JAKARTA - Keputusan kolektif negara-negara produsen minyak utama dunia untuk menambah pasokan global telah menimbulkan gelombang dinamika di pasar energi internasional. Harga minyak dunia tercatat melemah cukup tajam, menyusul kabar bahwa aliansi OPEC+ menyepakati peningkatan produksi besar-besaran untuk bulan September.
Penurunan harga ini dipandang sebagai respons pasar terhadap potensi bertambahnya pasokan minyak mentah di tengah situasi global yang masih dibayangi ketidakpastian geopolitik dan kebijakan energi.

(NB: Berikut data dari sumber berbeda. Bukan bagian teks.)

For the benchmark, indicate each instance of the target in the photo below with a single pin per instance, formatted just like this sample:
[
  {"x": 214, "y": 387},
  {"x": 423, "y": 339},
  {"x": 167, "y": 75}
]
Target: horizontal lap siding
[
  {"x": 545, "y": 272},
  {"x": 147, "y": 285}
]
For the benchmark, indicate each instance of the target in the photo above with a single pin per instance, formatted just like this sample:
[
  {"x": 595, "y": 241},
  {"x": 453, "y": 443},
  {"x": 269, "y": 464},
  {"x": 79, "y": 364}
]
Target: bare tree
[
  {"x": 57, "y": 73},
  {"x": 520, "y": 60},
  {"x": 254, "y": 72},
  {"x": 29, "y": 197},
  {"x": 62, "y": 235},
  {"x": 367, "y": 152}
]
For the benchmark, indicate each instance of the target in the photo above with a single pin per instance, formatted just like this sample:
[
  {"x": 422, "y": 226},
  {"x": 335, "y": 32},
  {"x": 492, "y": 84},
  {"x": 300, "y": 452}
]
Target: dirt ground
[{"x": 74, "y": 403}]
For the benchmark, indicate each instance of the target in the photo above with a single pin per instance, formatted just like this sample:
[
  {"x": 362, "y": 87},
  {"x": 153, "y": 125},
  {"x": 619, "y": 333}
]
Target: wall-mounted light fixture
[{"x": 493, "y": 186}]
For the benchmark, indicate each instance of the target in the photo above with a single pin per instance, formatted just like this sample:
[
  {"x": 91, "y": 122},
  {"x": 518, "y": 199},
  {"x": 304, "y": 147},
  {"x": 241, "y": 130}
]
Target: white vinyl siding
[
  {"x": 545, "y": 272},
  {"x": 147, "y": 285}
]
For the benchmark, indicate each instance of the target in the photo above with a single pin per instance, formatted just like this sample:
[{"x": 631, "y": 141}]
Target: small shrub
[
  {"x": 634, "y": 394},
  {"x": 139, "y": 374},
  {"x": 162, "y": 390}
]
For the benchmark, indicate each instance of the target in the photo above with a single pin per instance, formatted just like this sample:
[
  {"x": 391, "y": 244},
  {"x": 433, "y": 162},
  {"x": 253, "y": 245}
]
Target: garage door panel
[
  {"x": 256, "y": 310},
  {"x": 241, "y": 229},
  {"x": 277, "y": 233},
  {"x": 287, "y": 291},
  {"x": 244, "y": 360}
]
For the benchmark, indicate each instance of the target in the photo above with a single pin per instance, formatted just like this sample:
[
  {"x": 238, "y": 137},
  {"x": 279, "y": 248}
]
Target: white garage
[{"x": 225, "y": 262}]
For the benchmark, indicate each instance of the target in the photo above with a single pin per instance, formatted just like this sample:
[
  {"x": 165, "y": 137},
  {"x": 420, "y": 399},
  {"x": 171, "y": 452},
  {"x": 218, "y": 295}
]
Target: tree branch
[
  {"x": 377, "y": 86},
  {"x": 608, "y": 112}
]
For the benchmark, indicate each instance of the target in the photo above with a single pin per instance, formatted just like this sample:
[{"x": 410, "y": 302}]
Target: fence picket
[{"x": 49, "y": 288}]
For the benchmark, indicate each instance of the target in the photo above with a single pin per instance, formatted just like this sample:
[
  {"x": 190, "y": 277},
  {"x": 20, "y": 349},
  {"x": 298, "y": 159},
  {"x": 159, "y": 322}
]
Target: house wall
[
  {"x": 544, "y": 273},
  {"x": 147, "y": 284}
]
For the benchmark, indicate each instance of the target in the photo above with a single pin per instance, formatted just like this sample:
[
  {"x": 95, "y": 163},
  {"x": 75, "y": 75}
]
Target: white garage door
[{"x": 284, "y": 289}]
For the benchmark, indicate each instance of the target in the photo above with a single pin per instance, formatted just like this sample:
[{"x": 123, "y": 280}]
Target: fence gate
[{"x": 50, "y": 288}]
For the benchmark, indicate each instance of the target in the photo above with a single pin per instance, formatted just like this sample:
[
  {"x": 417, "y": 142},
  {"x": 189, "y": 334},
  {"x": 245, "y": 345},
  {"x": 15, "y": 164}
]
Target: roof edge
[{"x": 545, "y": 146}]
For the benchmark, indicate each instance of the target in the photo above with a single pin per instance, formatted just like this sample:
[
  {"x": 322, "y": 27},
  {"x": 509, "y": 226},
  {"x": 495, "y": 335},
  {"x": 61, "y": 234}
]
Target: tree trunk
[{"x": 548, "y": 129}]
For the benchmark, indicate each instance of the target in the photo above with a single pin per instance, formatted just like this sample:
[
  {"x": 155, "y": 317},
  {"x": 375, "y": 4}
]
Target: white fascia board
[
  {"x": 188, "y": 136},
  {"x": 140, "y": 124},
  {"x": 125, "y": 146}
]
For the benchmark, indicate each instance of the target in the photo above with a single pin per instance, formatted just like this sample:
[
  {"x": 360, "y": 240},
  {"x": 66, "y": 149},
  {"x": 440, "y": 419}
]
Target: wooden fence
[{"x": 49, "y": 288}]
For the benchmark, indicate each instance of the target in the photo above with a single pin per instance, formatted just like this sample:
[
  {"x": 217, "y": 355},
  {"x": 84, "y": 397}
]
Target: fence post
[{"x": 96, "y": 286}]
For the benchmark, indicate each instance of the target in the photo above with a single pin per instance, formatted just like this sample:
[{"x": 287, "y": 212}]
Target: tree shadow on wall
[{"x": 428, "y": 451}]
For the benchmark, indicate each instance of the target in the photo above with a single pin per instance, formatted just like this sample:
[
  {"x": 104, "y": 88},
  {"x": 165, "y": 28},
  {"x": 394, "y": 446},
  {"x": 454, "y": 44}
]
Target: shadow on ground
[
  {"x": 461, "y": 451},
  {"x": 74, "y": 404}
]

Penurunan Harga di Tengah Kenaikan Produksi
- Baca Juga Harga BBM Pertamina Terbaru Hari Ini
Harga minyak Brent berjangka turun sebesar 91 sen atau sekitar 1,31 persen, sehingga ditutup pada angka USD 68,76 per barel. Di sisi lain, harga minyak mentah West Texas Intermediate (WTI) asal Amerika Serikat juga terkoreksi sebesar USD 1,04 atau 1,54 persen, menjadi USD 66,29 per barel.

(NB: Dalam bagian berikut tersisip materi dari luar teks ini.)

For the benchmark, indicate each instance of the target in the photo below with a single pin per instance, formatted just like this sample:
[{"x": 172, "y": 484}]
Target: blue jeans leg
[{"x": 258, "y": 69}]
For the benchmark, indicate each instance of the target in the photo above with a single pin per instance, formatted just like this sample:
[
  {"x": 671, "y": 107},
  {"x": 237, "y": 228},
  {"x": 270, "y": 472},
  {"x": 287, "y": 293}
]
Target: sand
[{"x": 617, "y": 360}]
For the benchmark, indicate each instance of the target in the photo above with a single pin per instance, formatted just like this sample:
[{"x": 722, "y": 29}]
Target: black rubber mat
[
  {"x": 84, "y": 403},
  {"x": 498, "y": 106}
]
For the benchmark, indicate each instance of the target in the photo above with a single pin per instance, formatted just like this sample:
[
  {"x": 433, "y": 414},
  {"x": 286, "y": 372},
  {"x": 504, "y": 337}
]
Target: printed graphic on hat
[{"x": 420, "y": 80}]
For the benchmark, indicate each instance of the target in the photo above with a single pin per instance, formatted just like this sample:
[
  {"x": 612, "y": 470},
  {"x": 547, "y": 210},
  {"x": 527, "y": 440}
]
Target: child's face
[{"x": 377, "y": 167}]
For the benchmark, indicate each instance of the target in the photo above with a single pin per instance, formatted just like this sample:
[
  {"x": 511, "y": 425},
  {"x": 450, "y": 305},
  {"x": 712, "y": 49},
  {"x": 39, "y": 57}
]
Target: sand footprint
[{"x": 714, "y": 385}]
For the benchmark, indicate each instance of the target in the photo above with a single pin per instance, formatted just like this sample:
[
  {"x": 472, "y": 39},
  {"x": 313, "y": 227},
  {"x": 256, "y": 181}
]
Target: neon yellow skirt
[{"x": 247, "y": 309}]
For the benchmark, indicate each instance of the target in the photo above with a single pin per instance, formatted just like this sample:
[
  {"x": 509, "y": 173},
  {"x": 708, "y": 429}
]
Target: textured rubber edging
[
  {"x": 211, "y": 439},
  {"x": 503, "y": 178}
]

Angka tersebut menunjukkan penurunan lebih dari USD 2 dibandingkan dengan harga penutupan pada Jumat sebelumnya. Meskipun demikian, pelaku pasar tetap mencermati perkembangan dinamika lain, termasuk sanksi ekonomi dari Amerika Serikat dan Uni Eropa terhadap Rusia, yang memiliki pengaruh terhadap arah pasar energi ke depan.
OPEC+ dan para sekutunya, pada hari Minggu sebelumnya, memutuskan untuk menaikkan produksi minyak mentah sebesar 547.000 barel per hari pada September. Langkah ini merupakan bagian dari strategi untuk merebut kembali pangsa pasar yang sempat hilang akibat pemangkasan produksi besar-besaran sebelumnya.

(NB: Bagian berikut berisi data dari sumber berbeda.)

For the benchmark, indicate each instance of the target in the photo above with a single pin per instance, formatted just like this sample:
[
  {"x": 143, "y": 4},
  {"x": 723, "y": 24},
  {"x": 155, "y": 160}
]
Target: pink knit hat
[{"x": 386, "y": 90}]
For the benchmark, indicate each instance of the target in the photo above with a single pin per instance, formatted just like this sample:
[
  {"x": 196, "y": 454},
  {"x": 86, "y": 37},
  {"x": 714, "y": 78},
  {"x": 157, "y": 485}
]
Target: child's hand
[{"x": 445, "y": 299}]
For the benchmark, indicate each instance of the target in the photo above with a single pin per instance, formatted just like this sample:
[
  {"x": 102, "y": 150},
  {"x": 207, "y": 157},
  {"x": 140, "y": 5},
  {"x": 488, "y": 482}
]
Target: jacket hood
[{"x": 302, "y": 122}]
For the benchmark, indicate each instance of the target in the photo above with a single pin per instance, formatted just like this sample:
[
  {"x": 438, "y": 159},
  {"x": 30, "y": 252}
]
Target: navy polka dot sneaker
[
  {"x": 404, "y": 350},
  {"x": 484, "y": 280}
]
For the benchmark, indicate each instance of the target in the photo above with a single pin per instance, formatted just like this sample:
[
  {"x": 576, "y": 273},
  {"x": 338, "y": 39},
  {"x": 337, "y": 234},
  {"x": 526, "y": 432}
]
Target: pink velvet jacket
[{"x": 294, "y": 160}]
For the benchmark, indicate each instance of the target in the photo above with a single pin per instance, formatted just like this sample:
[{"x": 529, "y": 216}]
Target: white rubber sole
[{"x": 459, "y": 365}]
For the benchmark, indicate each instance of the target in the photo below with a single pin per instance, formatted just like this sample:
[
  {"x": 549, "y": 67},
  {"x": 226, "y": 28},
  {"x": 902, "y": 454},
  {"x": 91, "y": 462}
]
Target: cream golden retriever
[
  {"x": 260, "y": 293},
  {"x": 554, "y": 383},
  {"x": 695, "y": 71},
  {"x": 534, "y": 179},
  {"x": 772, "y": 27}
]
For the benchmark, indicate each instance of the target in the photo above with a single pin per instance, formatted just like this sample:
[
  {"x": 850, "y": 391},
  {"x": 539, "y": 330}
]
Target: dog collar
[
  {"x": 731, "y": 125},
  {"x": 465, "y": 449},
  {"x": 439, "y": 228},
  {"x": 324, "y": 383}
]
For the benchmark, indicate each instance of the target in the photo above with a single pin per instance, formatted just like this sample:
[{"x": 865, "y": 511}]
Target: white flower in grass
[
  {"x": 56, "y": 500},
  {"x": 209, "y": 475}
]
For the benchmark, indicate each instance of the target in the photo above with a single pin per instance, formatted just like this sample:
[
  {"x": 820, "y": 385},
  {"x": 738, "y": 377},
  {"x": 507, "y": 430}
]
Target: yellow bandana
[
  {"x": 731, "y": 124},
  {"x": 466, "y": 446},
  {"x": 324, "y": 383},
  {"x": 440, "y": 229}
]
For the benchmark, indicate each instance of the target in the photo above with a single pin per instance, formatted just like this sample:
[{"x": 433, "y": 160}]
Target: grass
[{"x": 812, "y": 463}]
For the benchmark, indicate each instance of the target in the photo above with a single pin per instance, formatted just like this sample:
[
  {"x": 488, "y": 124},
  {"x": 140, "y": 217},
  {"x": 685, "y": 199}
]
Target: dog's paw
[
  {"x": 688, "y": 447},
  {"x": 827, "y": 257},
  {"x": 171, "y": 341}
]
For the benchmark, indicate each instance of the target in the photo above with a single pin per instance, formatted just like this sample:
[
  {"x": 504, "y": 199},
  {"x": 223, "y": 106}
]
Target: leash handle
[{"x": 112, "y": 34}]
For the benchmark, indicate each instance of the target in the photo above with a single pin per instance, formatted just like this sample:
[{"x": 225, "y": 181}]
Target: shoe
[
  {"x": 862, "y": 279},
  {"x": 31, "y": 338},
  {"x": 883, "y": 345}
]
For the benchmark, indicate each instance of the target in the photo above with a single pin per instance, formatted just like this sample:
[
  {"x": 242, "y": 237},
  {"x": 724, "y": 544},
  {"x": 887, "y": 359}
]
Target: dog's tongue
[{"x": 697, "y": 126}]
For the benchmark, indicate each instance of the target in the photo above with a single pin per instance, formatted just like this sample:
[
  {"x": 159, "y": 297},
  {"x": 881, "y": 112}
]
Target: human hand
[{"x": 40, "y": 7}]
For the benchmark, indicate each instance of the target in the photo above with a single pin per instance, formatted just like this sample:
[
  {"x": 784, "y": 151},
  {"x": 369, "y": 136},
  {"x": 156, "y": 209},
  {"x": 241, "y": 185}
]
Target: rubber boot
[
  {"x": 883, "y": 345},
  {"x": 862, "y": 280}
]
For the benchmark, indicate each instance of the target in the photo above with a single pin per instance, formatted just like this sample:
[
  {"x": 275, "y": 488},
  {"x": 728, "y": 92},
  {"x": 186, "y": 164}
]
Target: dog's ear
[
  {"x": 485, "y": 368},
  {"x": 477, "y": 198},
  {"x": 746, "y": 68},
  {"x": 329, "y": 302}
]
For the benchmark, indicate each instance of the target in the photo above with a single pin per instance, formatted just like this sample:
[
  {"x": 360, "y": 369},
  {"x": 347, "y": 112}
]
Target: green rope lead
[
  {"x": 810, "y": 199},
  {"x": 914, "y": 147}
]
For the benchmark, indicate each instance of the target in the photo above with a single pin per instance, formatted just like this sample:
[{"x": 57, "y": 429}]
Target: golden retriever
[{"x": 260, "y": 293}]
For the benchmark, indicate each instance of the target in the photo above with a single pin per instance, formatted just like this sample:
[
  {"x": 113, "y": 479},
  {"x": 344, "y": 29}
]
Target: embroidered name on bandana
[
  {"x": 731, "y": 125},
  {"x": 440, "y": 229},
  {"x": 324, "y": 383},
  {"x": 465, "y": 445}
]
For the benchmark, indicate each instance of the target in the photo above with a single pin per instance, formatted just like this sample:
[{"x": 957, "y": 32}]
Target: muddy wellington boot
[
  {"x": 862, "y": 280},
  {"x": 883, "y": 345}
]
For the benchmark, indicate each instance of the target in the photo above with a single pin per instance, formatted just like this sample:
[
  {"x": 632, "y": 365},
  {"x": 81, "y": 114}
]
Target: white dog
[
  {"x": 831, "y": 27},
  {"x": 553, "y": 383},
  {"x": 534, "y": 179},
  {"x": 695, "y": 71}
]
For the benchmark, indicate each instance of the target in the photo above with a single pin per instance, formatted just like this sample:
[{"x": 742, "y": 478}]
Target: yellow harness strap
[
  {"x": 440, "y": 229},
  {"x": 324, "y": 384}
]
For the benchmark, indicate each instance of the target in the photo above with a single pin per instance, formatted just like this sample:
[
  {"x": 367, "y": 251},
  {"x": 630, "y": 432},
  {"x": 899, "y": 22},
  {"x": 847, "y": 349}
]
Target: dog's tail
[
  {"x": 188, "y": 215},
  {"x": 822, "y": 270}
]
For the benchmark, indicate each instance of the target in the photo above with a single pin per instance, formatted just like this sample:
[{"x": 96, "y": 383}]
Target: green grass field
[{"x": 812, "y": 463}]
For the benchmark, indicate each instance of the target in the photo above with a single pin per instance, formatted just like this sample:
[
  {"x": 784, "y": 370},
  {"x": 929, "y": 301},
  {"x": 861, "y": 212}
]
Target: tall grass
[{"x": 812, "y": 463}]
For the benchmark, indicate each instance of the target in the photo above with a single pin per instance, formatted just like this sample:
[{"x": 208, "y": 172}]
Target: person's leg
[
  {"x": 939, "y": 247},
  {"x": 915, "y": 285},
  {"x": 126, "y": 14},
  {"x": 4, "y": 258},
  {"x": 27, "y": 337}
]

Kebijakan ini sekaligus menjadi sinyal bahwa OPEC+ secara bertahap mulai membalikkan kebijakan pemangkasan produksi terbesar yang pernah mereka lakukan, yaitu sebesar 2,5 juta barel per hari, setara dengan 2,4 persen dari permintaan global.
Analisis Dampak Produksi dan Ketegangan Global
Menurut analis dari Goldman Sachs, peningkatan pasokan riil dari delapan negara anggota OPEC+ yang telah menaikkan produksinya sejak Maret diperkirakan akan mencapai sekitar 1,7 juta barel per hari. Namun, beberapa negara anggota lainnya justru memangkas produksinya akibat kelebihan pasokan sebelumnya, yang pada akhirnya menciptakan keseimbangan baru di pasar global.
Sementara itu, perhatian investor juga tertuju pada kebijakan baru dari Amerika Serikat terkait tarif terhadap ekspor dari sejumlah negara mitra dagang, termasuk langkah terbaru terhadap Rusia. Presiden Donald Trump mengancam akan memberlakukan tarif sekunder hingga 100 persen terhadap negara-negara yang masih membeli minyak mentah dari Rusia. Ini merupakan bentuk tekanan terhadap Moskow agar menghentikan konflik berkepanjangan di Ukraina.
Analis dari PVM, Tamas Varga, menjelaskan bahwa dalam jangka menengah, harga minyak kemungkinan akan sangat dipengaruhi oleh kombinasi faktor tarif dan ketegangan geopolitik. Ia menambahkan bahwa lonjakan harga akibat sanksi energi kemungkinan hanya akan bersifat sementara.
Perubahan kebijakan serta ketegangan geopolitik yang berkembang menjadi dua variabel utama yang harus diantisipasi oleh para pelaku pasar dalam menentukan langkah strategis ke depan. Ketidakpastian yang menyelimuti arah kebijakan global membuat proyeksi harga energi semakin sulit diprediksi.
Respons Pasar dan Langkah Strategis Negara Pembeli
Tanda-tanda dampak dari kebijakan sanksi sudah mulai terlihat. Menurut sumber perdagangan, dua kapal tanker yang memuat minyak Rusia dan semula dijadwalkan menuju kilang di India telah dialihkan ke pelabuhan lain.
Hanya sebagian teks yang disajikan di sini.